Suatu hal yang dilupakan Presiden dalam pidatonya ialah mengungkapkan bahwa kita adalah bangsa serumpun, yang seharusnya kompak menghadapi tantangan dunia masa depan. Presiden harus mengingatkan orang Melayu Malaysia bahwa kemajuan dan ketertinggalan sebuah bangsa hanyalah masalah waktu.
Dulu Indonesia kuat, Malaysia lemah. Sekarang Malaysia kuat, Indonesia lemah. Namun jangan dilupakan, suatu ketika keadaan bisa menjadi terbalik. Presiden tegaskan keinginan Pemerintahnya untuk mempercepat pembangunan ekonomi. Harus ada tekad yang dikemukakan Presiden bahwa suatu ketika Indonesia akan mampu mengalahkan kemajuan Malaysia hari ini, dan akan membuat Malaysia sangat banyak tergantung kepada Indonesia. Apalagi kegalauan etnik selalu saja menghantui setiap orang yang ada di negara tetangga itu. Kalau pembangunan ekonomi Indonesia berjalan lambat seperti sekarang, kita tak dapat menggertak untuk memanggil pulang tenaga kerja Indonesia di Malaysia.
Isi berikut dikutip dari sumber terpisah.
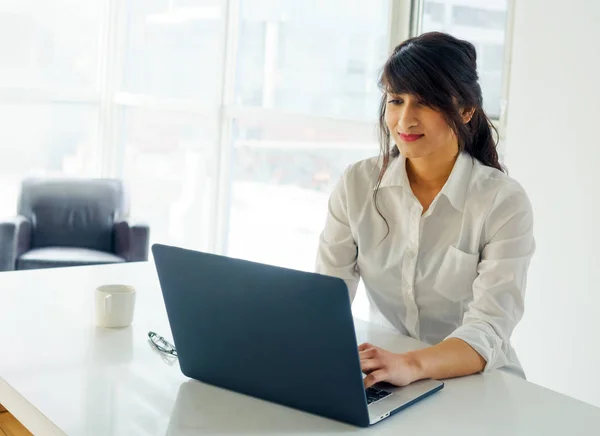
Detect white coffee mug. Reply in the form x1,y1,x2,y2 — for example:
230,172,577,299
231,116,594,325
96,285,135,327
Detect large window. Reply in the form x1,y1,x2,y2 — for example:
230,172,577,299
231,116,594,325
0,0,508,320
422,0,508,119
227,0,389,270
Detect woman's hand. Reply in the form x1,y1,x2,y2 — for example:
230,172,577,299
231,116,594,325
358,343,425,388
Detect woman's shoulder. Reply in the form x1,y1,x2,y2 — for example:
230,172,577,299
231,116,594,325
342,156,382,187
471,159,531,209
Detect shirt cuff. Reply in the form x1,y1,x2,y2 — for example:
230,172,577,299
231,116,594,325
446,322,508,372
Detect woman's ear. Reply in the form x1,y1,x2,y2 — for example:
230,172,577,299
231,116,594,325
460,107,475,124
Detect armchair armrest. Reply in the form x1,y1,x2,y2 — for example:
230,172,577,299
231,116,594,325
0,215,31,271
114,220,150,262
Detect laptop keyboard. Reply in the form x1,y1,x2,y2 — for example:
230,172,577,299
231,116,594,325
365,387,392,404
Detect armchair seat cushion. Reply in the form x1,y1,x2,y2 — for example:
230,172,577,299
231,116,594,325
17,247,125,270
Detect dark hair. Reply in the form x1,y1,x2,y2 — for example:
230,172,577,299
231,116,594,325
373,32,504,231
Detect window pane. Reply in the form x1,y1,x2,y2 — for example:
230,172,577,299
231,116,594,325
0,0,104,89
118,108,217,249
0,103,98,216
423,0,508,118
228,120,379,271
122,0,225,101
235,0,389,119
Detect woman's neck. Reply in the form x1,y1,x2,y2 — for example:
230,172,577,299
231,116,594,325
406,147,458,190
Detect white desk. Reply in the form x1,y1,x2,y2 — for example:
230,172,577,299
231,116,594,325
0,263,600,436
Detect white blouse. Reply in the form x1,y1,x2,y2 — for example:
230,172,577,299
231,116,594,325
316,152,535,377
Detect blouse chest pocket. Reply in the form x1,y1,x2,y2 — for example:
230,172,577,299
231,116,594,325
433,245,479,302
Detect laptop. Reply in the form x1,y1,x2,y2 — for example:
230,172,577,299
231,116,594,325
152,244,444,427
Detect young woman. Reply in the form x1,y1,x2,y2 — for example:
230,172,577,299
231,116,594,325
317,33,535,387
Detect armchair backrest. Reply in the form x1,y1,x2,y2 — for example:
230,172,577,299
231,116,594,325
18,179,128,252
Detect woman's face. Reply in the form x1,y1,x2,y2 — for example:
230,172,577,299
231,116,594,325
385,93,458,159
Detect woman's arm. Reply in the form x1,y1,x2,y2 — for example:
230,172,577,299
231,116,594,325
315,170,360,301
359,338,486,388
359,185,535,386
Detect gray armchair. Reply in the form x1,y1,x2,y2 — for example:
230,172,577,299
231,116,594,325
0,179,149,271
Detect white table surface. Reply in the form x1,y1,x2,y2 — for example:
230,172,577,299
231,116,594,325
0,263,600,436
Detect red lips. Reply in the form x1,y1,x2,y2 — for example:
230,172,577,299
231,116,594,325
400,133,424,142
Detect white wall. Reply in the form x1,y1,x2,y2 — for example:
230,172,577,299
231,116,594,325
506,0,600,406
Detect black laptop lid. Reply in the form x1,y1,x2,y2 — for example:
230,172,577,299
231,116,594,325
152,244,369,426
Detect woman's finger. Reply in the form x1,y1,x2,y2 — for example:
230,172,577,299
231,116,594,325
360,359,381,374
363,369,388,389
358,342,375,351
358,348,377,360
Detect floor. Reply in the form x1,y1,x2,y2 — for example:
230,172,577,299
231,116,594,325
0,404,32,436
Tenaga kerja Indonesia takkan mudah bisa digantikan oleh pekerja dari negara-negara lain. Pekerja dari negara-negara lain itu suatu ketika akan membawa masalah baru dalam komposisi etnik di Malaysia dan bukan mustahil akan semakin menggoyahkan hak ketuanan orang Melayu di sana.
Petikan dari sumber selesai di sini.